I am looking for a solution that could be implemented quickly by myself. I will have to do this conversion once and then every time new versions of the application operations guides are created.

Solutions that I've thought of so far:

  1. Convert HTML to wiki with a Perl or PHP script, based on regular expressions.
  2. Convert Docbook XMLs directly to wiki. Since it is XML, I could use Java for XML parsing. The risk here is that I am not familiar with the DocBooks XML format (as I am with HTML), so this make take some time to learn.

What approach would you choose for this work?

Update:

I just tried a PMWiki extension called ConvertHTML. It did not work well, because it does not convert HTML tags (e.g. is not converted as is left as in the wiki), as its documentation says:

PmWiki markup does not support all of the HTML markup so a 100% conversion is not possible. However, PmWiki can make replacements to the text as it is being edited or saved. ConvertHTML implements a relatively comprehensive set of rules for converting HTML tags to wiki markup.

+1  A: 

I used Digester to generate Java Objects out of an simple XML File and modify it for my needs via Java. It is an very simple to use Tool. Maybe you want to give it a try. Worked for me..

bastianneu
Digester is really cool if you are working with small xml files. But if the xml files are getting bigger, one should really use another parser (because digester is one of the slowest when it comes to big files [recognizable at a filesize of >5-10MB])
Thank you for that addition
bastianneu
That's interesting. But I would then need to generate HTML from the Java object. I don't think it would be the solution of easiest implementation in this case.
Bruno Rothgiesser
+4  A: 

This might be useful, though it converts from DocBook to MediaWiki, not PM Wiki.

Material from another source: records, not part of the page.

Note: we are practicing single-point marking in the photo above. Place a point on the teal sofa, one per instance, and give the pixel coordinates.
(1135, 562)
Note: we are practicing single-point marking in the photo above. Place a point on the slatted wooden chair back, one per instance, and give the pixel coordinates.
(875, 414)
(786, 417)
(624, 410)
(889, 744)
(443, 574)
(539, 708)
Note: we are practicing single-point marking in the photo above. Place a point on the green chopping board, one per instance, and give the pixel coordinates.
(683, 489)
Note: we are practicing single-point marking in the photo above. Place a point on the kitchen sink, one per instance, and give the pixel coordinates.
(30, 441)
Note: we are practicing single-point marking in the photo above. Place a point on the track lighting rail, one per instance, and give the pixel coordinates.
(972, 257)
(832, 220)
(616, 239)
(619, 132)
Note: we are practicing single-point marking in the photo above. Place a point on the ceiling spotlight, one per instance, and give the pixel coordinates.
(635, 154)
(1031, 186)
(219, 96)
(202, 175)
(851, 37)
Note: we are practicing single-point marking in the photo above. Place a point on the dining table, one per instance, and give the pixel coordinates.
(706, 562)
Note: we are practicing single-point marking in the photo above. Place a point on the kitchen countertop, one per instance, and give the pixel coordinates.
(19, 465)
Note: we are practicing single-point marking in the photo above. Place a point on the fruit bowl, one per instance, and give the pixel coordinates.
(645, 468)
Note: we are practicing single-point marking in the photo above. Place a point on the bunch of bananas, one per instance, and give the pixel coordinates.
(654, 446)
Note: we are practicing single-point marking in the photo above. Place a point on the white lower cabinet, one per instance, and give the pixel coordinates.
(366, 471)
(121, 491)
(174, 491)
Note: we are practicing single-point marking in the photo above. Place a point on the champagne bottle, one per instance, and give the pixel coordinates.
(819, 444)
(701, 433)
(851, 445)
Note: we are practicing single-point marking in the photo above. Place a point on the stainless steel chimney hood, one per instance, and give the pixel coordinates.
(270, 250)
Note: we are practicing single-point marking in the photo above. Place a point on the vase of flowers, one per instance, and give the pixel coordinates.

There are Perl modules which can convert HTML to various Wiki dialects: HTML::WikiConverter. So if you can get your DocBook into HTML, then that might also work.

uckelman
+1 for `HTML::WikiConverter`. It looks good. Whatever you do, don't parse HTML using regular expressions. ;-)
Sinan Ünür
HTML::WikiConverter seems to be what I need. I'll give it a try today. The PMWiki dialect that I want is supported: http://search.cpan.org/~diberri/HTML-WikiConverter-PmWiki-0.51/lib/HTML/WikiConverter/PmWiki.pm
Bruno Rothgiesser
HTML::WikiConverter worked well. It was not a perfect conversion, but was the the best solution that I found so far.
Bruno Rothgiesser